One feature that sporadic ALS and many cases of sporadic FTD have in common is the abnormal aggregation of a protein called TDP-43 within affected neurons. This protein normally works in the cell nucleus to help manage how key genes are expressed. But in ALS and certain cases of FTD, it largely disappears from the nucleus and aggregates in large, droplet-like compartments within the main body of the cell.

Many researchers suspect that the slow death of neurons in these diseases are due to this loss of TDP-43’s normal function and perhaps some toxic effect of its abnormal presence outside the nucleus. But what initially triggers the protein’s aggregation and disappearance from the nucleus has been an enduring mystery.

Lipton’s team found evidence that this process can be caused by highly reactive molecules that contain nitrogen. These reactive molecules, which include nitric oxide, are often byproducts of cell damage or stress.
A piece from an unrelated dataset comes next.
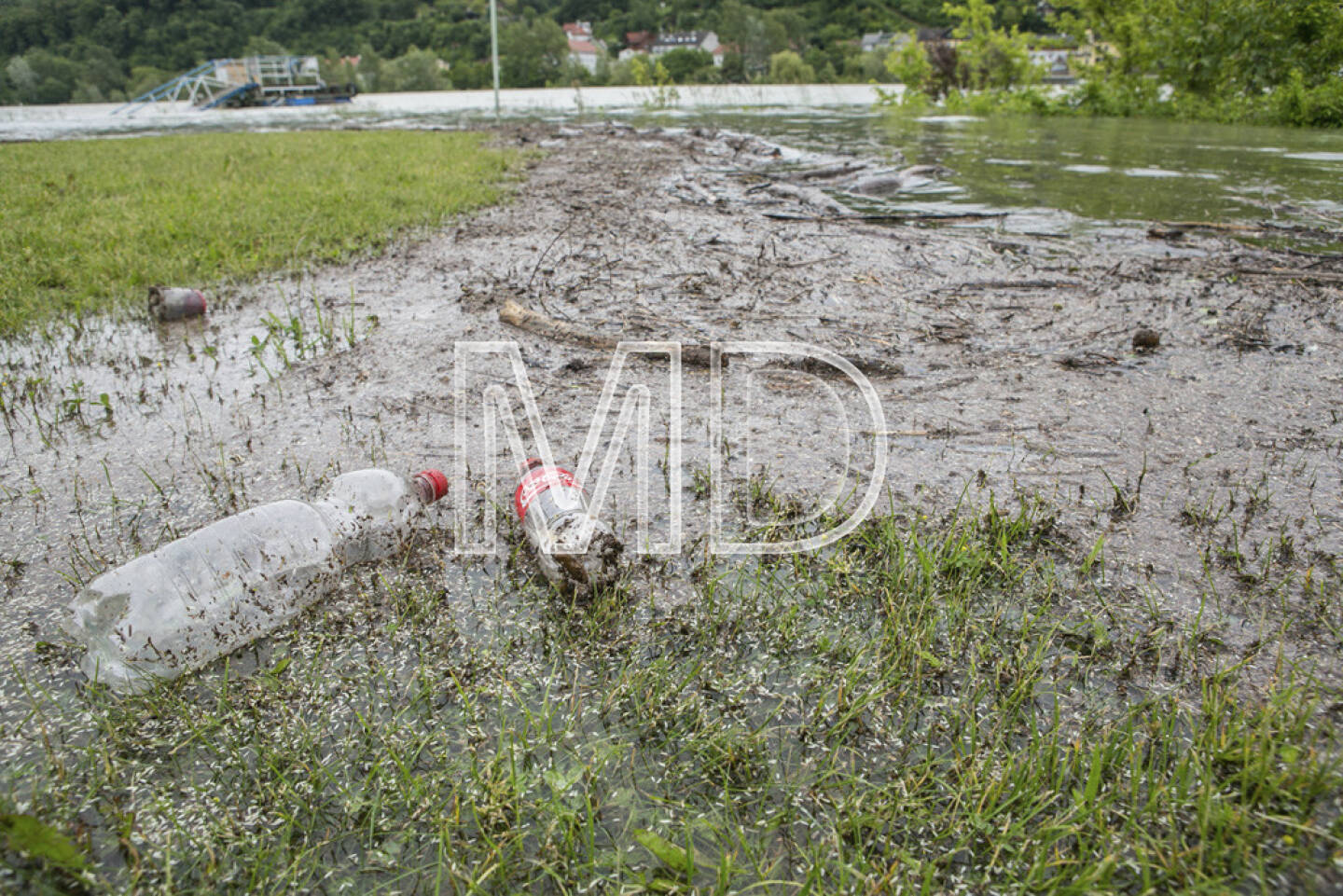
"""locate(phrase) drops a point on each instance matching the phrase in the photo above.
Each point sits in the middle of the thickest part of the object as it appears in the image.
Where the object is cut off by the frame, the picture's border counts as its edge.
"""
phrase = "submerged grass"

Their levels are known to rise in advanced age or after exposure to some environmental toxins.

The team demonstrated—in a series of experiments with cultured cells including neurons made from human stem cells—that reactive nitrogen molecules can attach to TDP-43 in a process called S-nitrosylation. This causes the TDP-43 proteins to clump together and disappear from the cell nucleus. (S-Nitrosylation is the outcome of a biochemical reaction that was originally discovered in Lipton’s laboratory during work on other proteins.)
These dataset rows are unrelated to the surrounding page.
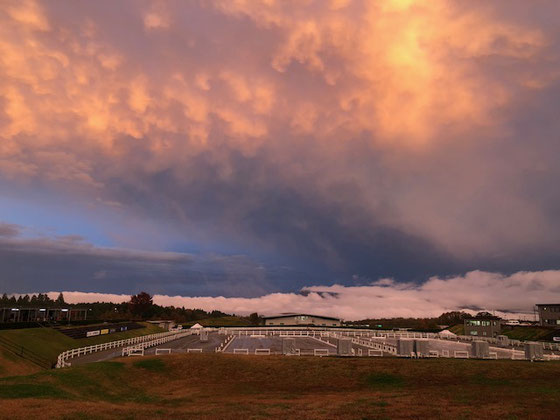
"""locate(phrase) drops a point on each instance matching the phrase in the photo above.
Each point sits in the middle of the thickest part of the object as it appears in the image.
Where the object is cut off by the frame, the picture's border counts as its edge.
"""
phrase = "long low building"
(549, 314)
(292, 319)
The researchers also found evidence that the TDP-43 aggregation resulting from S-nitrosylation can drive a positive feedback loop in which levels of reactive nitrogen molecules in affected neurons rise higher still—inducing further TDP-43 aggregation.
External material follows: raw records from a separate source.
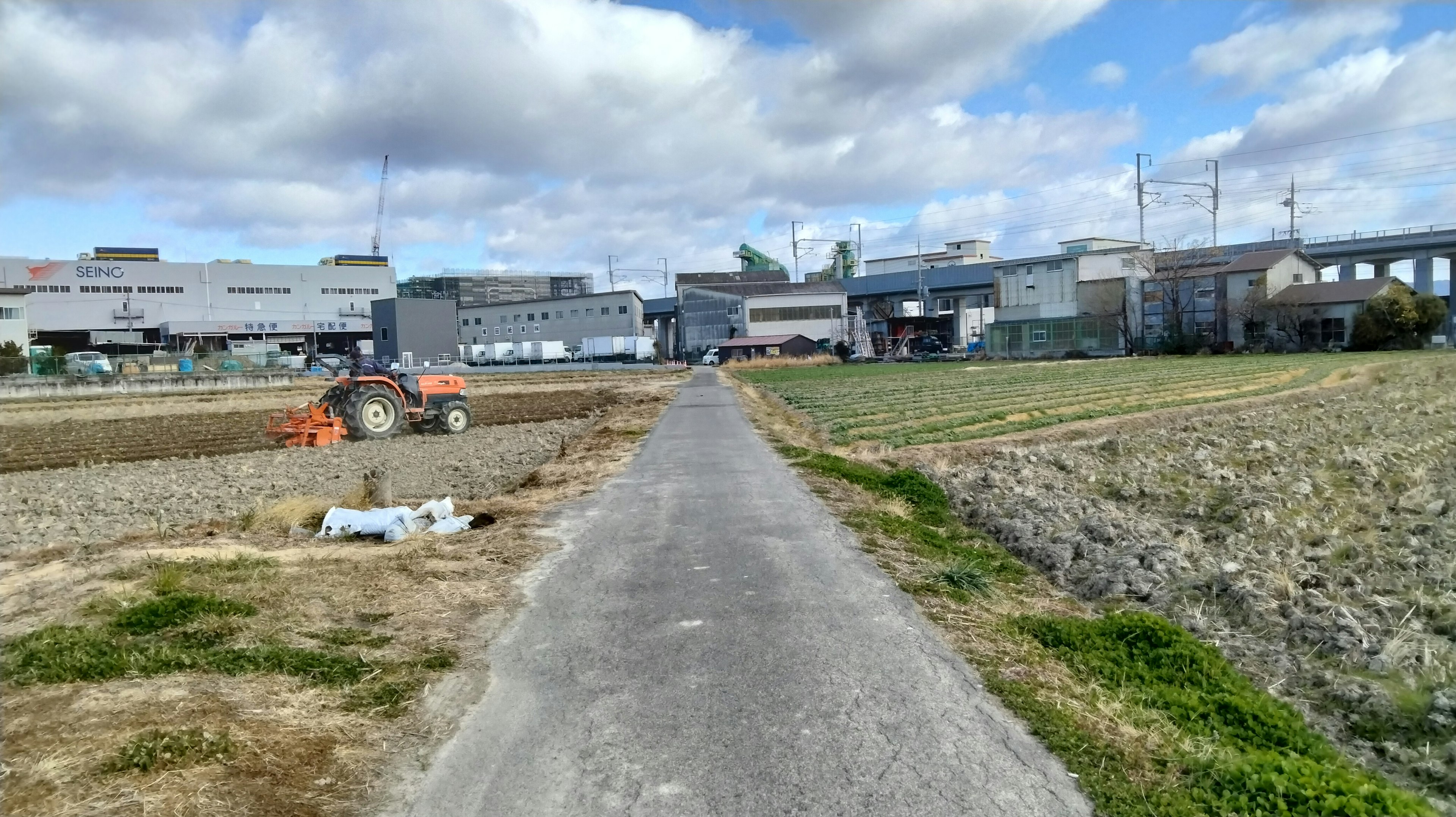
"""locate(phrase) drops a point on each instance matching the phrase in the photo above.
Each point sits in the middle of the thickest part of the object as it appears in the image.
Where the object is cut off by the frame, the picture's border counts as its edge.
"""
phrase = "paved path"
(712, 643)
The team also showed that TDP-43 aggregation induced by S-nitrosylation can spread from affected neurons to other, neighboring neurons, as appears to happen in ALS and FTD.

Countering the dangerous process

The scientists observed in their experiments that neurons in which TDP-43 aggregates show signs of the loss of TDP-43’s function as well as other potential causes of injury consistent with observations in ALS/FTD cases.

Moreover, neurons containing TDP-43 that were exposed to compounds inducing S-nitrosylation—compounds found in some environmental pollutants—started to die, whereas neurons containing a genetically modified form of TDP-43 that resists S-nitrosylation were preserved. Similarly, in a mouse model of TDP-43 spread, the researchers were able to prevent a key adverse effect of aggregation with a compound that blocks nitric oxide production—suggesting again that reactive nitrogen compounds are the upstream cause of these adverse effects.

The team also studied autopsied brain tissue from people who died with FTD, and found even higher levels of S-nitrosylated TDP-43 than those seen in the cell culture experiments. Their analysis of human brains also suggested that the S-nitrosylated TDP-43 had aggregated in the same distinctive way seen in the cell-based experiments.

“These findings support the hypothesis that aging or environmental factors—or both—can trigger ALS by increasing the levels of reactive nitrogen molecules,” Lipton says. “Targeting these reactive nitrogen molecules or the resulting S-nitrosylated TDP-43 may be an effective strategy for treating ALS and frontotemporal dementia.”

The study, “S-Nitrosylated TDP-43 triggers aggregation, cell to cell spread, and neurotoxicity in hiPSCs and in vivo models of ALS/FTD” was authored by Elaine Pirie, Chang-Ki Oh, Xu Zhang, Xuemei Han, Piotr Cieplak, Henry Scott, Amanda Deal, Swagata Ghatak, Fernando Martinez, Gene Yeo, John Yates III, Tomohiro Nakamura and Stuart Lipton.

The research was supported in part by the National Institutes of Health (R01NS086890, DP1 DA041722, R01 DA048882, RF1 AG057409, R01 AG056259, R01 AG061845, P41 GM103533).